- From: James Craig <jcraig@apple.com>
- Date: Wed, 26 Oct 2011 22:18:41 -0700
- To: Daniel Weck <daniel.weck@gmail.com>
- Cc: Janina Sajka <janina@rednote.net>, www-style@w3.org, Bert Bos <bert@w3.org>, List WAI Liaison <wai-liaison@w3.org>, List WAI PF <w3c-wai-pf@w3.org>
On Oct 16, 2011, at 4:25 PM, Daniel Weck wrote: > Hello, > there is an analogy between the volume levels that apply within the context of the "aural box model" defined by the CSS Speech specification, and the visibility of elements within the traditional CSS box model.
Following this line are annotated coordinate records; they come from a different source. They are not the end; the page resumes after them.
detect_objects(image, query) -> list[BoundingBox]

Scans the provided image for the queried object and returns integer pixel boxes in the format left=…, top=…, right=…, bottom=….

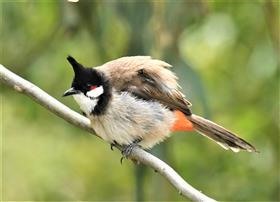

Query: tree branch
left=0, top=64, right=215, bottom=201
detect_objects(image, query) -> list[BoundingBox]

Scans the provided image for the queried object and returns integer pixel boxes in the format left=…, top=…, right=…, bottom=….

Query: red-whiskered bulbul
left=64, top=56, right=256, bottom=155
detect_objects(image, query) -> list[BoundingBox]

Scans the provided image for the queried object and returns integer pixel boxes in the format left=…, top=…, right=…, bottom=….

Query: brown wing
left=97, top=56, right=191, bottom=115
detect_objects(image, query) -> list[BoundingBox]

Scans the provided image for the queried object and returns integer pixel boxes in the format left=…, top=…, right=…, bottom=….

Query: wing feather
left=97, top=56, right=191, bottom=115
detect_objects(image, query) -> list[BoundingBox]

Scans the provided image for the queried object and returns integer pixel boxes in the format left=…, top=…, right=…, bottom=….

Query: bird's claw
left=120, top=139, right=142, bottom=164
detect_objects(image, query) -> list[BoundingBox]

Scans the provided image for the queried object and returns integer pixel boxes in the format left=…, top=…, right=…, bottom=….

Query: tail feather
left=187, top=114, right=257, bottom=152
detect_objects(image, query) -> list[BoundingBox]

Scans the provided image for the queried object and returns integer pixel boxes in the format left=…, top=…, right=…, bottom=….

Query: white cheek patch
left=73, top=93, right=98, bottom=115
left=86, top=86, right=104, bottom=98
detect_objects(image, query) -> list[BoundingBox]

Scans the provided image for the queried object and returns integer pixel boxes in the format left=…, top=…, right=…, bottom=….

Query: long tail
left=187, top=114, right=257, bottom=152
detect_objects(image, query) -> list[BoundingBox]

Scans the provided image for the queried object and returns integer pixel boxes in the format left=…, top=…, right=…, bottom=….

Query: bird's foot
left=121, top=139, right=142, bottom=164
left=110, top=140, right=119, bottom=151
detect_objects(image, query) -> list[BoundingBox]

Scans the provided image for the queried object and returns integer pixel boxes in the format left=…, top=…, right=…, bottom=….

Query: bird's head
left=63, top=56, right=110, bottom=114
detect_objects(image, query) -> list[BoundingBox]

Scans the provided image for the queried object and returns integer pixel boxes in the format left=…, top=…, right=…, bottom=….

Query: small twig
left=0, top=64, right=215, bottom=201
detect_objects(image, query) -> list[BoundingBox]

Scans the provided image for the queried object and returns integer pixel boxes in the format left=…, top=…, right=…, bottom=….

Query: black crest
left=67, top=56, right=112, bottom=115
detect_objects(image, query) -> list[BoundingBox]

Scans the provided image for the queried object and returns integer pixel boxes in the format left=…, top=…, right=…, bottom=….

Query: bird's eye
left=89, top=85, right=97, bottom=90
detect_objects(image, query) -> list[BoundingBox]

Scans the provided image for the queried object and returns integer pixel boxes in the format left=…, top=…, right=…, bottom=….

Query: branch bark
left=0, top=64, right=215, bottom=202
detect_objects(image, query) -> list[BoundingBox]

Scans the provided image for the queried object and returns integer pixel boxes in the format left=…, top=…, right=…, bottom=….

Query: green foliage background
left=0, top=0, right=280, bottom=201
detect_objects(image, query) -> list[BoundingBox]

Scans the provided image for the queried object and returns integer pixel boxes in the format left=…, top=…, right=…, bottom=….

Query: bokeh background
left=0, top=0, right=280, bottom=201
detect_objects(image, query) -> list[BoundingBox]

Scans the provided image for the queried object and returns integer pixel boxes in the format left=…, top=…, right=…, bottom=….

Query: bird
left=63, top=55, right=257, bottom=157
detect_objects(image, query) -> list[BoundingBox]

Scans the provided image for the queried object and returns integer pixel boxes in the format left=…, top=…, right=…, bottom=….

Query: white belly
left=89, top=93, right=175, bottom=148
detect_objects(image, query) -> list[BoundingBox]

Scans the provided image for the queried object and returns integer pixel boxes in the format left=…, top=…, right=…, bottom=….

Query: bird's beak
left=63, top=88, right=80, bottom=97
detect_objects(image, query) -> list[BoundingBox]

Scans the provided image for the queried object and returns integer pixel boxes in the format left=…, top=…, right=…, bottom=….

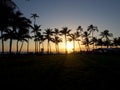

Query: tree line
left=0, top=0, right=120, bottom=54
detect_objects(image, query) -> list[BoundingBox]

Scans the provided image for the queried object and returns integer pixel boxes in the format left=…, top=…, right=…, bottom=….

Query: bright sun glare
left=67, top=43, right=73, bottom=51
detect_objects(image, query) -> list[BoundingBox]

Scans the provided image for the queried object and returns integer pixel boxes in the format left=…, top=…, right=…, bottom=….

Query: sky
left=1, top=0, right=120, bottom=52
left=13, top=0, right=120, bottom=37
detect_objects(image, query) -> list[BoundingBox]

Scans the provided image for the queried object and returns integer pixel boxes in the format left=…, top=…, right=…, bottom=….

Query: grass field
left=0, top=54, right=120, bottom=90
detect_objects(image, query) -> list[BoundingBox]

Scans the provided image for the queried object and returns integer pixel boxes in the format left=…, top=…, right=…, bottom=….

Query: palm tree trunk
left=39, top=42, right=41, bottom=53
left=9, top=38, right=12, bottom=54
left=1, top=31, right=4, bottom=53
left=47, top=40, right=49, bottom=54
left=78, top=41, right=81, bottom=52
left=55, top=44, right=58, bottom=54
left=19, top=41, right=24, bottom=53
left=73, top=40, right=75, bottom=53
left=58, top=44, right=59, bottom=54
left=27, top=38, right=29, bottom=53
left=65, top=35, right=68, bottom=54
left=16, top=40, right=19, bottom=53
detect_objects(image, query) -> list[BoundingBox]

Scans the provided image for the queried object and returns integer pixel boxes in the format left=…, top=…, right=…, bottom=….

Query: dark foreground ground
left=0, top=54, right=120, bottom=90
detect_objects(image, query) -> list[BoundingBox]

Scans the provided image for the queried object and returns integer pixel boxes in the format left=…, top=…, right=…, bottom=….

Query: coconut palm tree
left=36, top=32, right=45, bottom=52
left=113, top=38, right=118, bottom=48
left=90, top=37, right=97, bottom=51
left=43, top=28, right=53, bottom=54
left=60, top=27, right=71, bottom=54
left=82, top=31, right=90, bottom=51
left=0, top=0, right=17, bottom=53
left=97, top=38, right=103, bottom=48
left=31, top=13, right=39, bottom=25
left=100, top=30, right=113, bottom=48
left=51, top=36, right=62, bottom=53
left=68, top=33, right=78, bottom=52
left=75, top=26, right=83, bottom=52
left=87, top=24, right=98, bottom=50
left=31, top=25, right=41, bottom=53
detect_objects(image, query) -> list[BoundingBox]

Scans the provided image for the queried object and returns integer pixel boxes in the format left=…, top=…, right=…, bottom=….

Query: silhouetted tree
left=31, top=13, right=39, bottom=25
left=90, top=37, right=97, bottom=50
left=97, top=38, right=104, bottom=48
left=100, top=30, right=113, bottom=48
left=60, top=27, right=71, bottom=54
left=0, top=0, right=17, bottom=53
left=83, top=31, right=90, bottom=51
left=44, top=28, right=53, bottom=54
left=31, top=25, right=41, bottom=53
left=75, top=26, right=83, bottom=52
left=68, top=33, right=78, bottom=52
left=87, top=24, right=98, bottom=50
left=52, top=36, right=62, bottom=53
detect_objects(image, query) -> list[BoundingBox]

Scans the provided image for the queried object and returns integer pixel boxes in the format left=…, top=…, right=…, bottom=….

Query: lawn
left=0, top=54, right=120, bottom=90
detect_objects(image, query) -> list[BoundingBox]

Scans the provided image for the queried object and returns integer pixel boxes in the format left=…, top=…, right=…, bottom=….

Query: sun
left=67, top=42, right=73, bottom=52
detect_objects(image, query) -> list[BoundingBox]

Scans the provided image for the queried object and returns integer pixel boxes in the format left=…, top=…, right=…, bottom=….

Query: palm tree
left=0, top=0, right=17, bottom=53
left=113, top=38, right=118, bottom=48
left=100, top=30, right=113, bottom=48
left=90, top=37, right=97, bottom=51
left=60, top=27, right=71, bottom=54
left=31, top=13, right=39, bottom=25
left=36, top=32, right=45, bottom=52
left=44, top=28, right=53, bottom=54
left=68, top=33, right=78, bottom=52
left=83, top=31, right=90, bottom=51
left=31, top=25, right=41, bottom=53
left=97, top=38, right=103, bottom=48
left=52, top=36, right=62, bottom=53
left=75, top=26, right=83, bottom=52
left=87, top=24, right=98, bottom=50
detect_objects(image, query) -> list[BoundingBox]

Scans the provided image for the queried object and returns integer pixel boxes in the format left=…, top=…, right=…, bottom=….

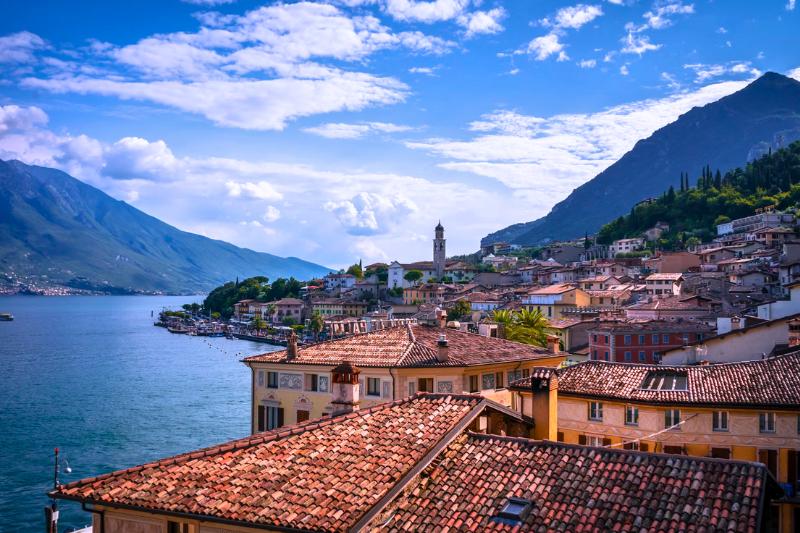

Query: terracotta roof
left=55, top=394, right=487, bottom=531
left=372, top=433, right=776, bottom=532
left=244, top=324, right=563, bottom=368
left=558, top=351, right=800, bottom=409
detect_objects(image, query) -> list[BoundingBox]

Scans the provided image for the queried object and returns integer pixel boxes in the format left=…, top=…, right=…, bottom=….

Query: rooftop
left=244, top=324, right=557, bottom=367
left=536, top=351, right=800, bottom=409
left=373, top=433, right=774, bottom=532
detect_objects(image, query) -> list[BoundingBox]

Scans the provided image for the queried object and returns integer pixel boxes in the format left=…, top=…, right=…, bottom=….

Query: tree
left=308, top=311, right=325, bottom=341
left=447, top=300, right=472, bottom=320
left=403, top=270, right=423, bottom=285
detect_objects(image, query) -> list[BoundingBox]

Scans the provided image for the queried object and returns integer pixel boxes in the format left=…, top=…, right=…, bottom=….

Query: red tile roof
left=244, top=324, right=563, bottom=367
left=372, top=433, right=774, bottom=533
left=548, top=351, right=800, bottom=409
left=55, top=395, right=487, bottom=531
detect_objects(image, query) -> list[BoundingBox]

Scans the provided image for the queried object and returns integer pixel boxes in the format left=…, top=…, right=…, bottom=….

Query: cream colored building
left=512, top=351, right=800, bottom=532
left=244, top=324, right=567, bottom=432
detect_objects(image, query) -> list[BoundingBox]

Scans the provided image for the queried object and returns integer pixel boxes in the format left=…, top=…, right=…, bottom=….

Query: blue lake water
left=0, top=296, right=277, bottom=532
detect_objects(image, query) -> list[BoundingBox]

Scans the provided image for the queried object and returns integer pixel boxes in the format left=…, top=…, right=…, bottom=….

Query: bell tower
left=433, top=220, right=447, bottom=279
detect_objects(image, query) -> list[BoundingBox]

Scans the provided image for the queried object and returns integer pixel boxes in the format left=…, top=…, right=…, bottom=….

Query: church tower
left=433, top=221, right=447, bottom=279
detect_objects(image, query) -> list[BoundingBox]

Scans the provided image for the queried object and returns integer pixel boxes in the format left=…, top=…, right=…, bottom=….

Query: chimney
left=286, top=330, right=297, bottom=361
left=547, top=335, right=561, bottom=353
left=331, top=361, right=361, bottom=416
left=436, top=333, right=450, bottom=363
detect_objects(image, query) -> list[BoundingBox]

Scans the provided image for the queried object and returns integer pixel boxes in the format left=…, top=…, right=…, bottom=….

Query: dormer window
left=642, top=371, right=689, bottom=391
left=497, top=498, right=533, bottom=522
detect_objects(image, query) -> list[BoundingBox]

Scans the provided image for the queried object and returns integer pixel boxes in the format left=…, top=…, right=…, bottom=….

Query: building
left=661, top=314, right=800, bottom=364
left=717, top=211, right=795, bottom=236
left=311, top=298, right=369, bottom=317
left=50, top=390, right=782, bottom=533
left=644, top=273, right=683, bottom=296
left=244, top=324, right=566, bottom=432
left=512, top=352, right=800, bottom=532
left=433, top=221, right=447, bottom=279
left=522, top=284, right=590, bottom=319
left=588, top=321, right=714, bottom=363
left=642, top=252, right=700, bottom=274
left=608, top=237, right=645, bottom=259
left=322, top=273, right=356, bottom=291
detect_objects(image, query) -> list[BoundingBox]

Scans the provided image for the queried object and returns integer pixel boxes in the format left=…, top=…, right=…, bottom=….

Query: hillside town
left=50, top=211, right=800, bottom=533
In the visual world, invisible elements still > occupy an area within the rendering space (i.e. the content is missing but the "box" is allocated nonetheless). > > Authors can use 'display:none' to properly "remove" content, and there is a similar feature in CSS3 Speech to properly deactivate an element within the aural dimension. > > Note that the 'silent' feature is compatible with the SSML model, and that one of the CSS-Speech design goals is to equip authors with mechanisms to represent equivalent SSML content (as best as possible). > > As for use-cases, the 'silent' value may be useful for fully fading volume levels in and out, or for authoring spoken text with "fill-in the blanks" empty spans. I am sure that are other valuable and creative usages though. :) > > Does this address your concerns? I'm still not entirely convinced if this will be useful in the context of a screen reader, but I can see how this would be more useful, given the context of a talking book.